Blogs > Ronald L. Feinman > Prepare for Massive Turnover on the Supreme Court in the Next Four Years

Jul 31, 2020

Prepare for Massive Turnover on the Supreme Court in the Next Four Years


tags: Supreme Court,judiciary

Ronald L. Feinman is the author of Assassinations, Threats, and the American Presidency: From Andrew Jackson to Barack Obama (Rowman Littlefield Publishers, 2015).  A paperback edition is now available.

The Supreme Court of the United States has tremendous power and impact on all Americans. The future membership of the Court will likely be determined in the next term, and it could be a massive change.

The three youngest of Justices, Elena Kagan (appointed by Barack Obama in 2010), Neil Gorsuch (appointed by Donald Trump in 2017), and Brett Kavanaugh (appointed by Trump in 2018), are 60, 53 and 55, respectively, seem in good health, and are likely to be on the Court for a long time.

Much attention is, of course, paid to the oldest member, Ruth Bader Ginsburg (age 87), who has served on the Court for 27 years since being appointed by Bill Clinton, and has had five bouts with cancer (to date recovering from all and continuing to be able to work).  Democrats have prayed for Ginsburg to stay healthy enough to remain on the Court in the hope that Joe Biden becomes President in 2021.  It is imagined that she will retire next year if Biden is President, but stay on, if she is able to, if Trump is reelected.

But then, there is also Stephen Breyer (age 82), appointed by Bill Clinton, who has been on the Court for 26 years. While he is in good health, it seems likely that he will leave in the next presidential term.  If both Ginsburg and Breyer leave the Court with President Biden in office, it would preserve a 4 Justice liberal bloc that has occasionally drawn an ally from the more conservative side, but if Trump replaces them, then the Court would become much more right wing, with a 7-2 conservative majority.

But this is not the end of the issue of the future Court as, realistically, there might be up to four other Justices departing by 2024.  This would include Clarence Thomas (age 72), appointed by George H. W. Bush, and Samuel Alito (age 70), appointed by George W. Bush, with Thomas on the Court for 29 years, and Alito having served 14 years.  There have been rumors that either or both of them might leave the Court now, so that Donald Trump can replace them, but apparently as the summer moves on toward a regular October opening, it seems not to be happening.  The point is that if either or both left the Court, Trump could replace them with younger, more ideological conservatives, while if Joe Biden were able to replace them, the Court would move substantially to the left.

But then, we also have Sonia Sotomayor (age 66), on the Court for 11 years after appointment by Barack Obama. It has been publicly reported that she has problems with diabetes, which might, in theory, cause her to resign from the Court in the next term.  Sotomayor has been a Type 1 diabetic since age 7, and  had a paramedic team come to her home in January 2018 to deal with an incident of low blood sugar.  If Trump were able in the next Presidential term to replace her, the conservative majority could be as strong as 8-1 by 2024.

And then, finally, we have Chief Justice John Roberts (age 65), who has led the Court for 15 years since appointment by George W. Bush.
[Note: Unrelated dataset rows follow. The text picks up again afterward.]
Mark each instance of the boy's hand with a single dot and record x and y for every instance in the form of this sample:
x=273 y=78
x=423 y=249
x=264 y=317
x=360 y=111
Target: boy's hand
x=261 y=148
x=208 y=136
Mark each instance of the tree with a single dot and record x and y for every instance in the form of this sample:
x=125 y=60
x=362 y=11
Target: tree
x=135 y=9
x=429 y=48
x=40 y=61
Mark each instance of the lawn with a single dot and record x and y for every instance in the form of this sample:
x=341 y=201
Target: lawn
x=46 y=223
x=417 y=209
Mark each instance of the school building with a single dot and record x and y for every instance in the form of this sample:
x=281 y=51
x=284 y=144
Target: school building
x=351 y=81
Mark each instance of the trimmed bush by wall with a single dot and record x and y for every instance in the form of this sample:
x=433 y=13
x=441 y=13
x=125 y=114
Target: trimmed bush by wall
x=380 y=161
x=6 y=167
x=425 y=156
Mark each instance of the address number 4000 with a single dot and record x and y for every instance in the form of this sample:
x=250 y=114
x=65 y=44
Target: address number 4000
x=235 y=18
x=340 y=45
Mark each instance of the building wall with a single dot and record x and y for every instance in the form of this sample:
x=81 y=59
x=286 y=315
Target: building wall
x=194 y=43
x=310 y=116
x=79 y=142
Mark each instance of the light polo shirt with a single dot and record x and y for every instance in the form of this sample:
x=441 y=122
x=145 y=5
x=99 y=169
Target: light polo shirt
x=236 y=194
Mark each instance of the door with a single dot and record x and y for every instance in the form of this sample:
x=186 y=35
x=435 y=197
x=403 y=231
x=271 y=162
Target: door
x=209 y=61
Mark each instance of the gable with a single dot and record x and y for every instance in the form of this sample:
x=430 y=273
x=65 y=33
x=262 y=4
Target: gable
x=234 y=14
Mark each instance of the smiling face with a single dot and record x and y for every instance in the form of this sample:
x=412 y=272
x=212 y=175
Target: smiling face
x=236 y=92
Roberts is as much of a “swing vote” as there is among the conservative Justices, surprising many with some of his decisions and utterances regarding Donald Trump.  The problem is that Roberts has had health issues involving seizures, in 1993, again in 2007, and most recently in 2020.  In 2007, after two years as Chief Justice, Roberts collapsed while fishing alone on a pier at his summer home in Maine, fortunately not falling into the water and drowning.  In June 2020, he fell and hit his forehead on the sidewalk, receiving sutures and an overnight hospital stay. In this case, a seizure was ruled out as the cause of the fall, but the possibility that Roberts might leave the Court has become a subject of speculation.

So while the future of these six Supreme Court Justices is for the moment just speculation, the odds are good that two or more might leave the Court, and potentially as many as six, which gives either Joe Biden or Donald Trump the ability to transform the ideology of the majority of the Court until mid-century.

So the Presidential Election of 2020 is not just about who might be in the Oval Office, or which party might control the US Senate, but also a potential revision of the Supreme Court’s role in American jurisprudence, and its impact on 330 million Americans.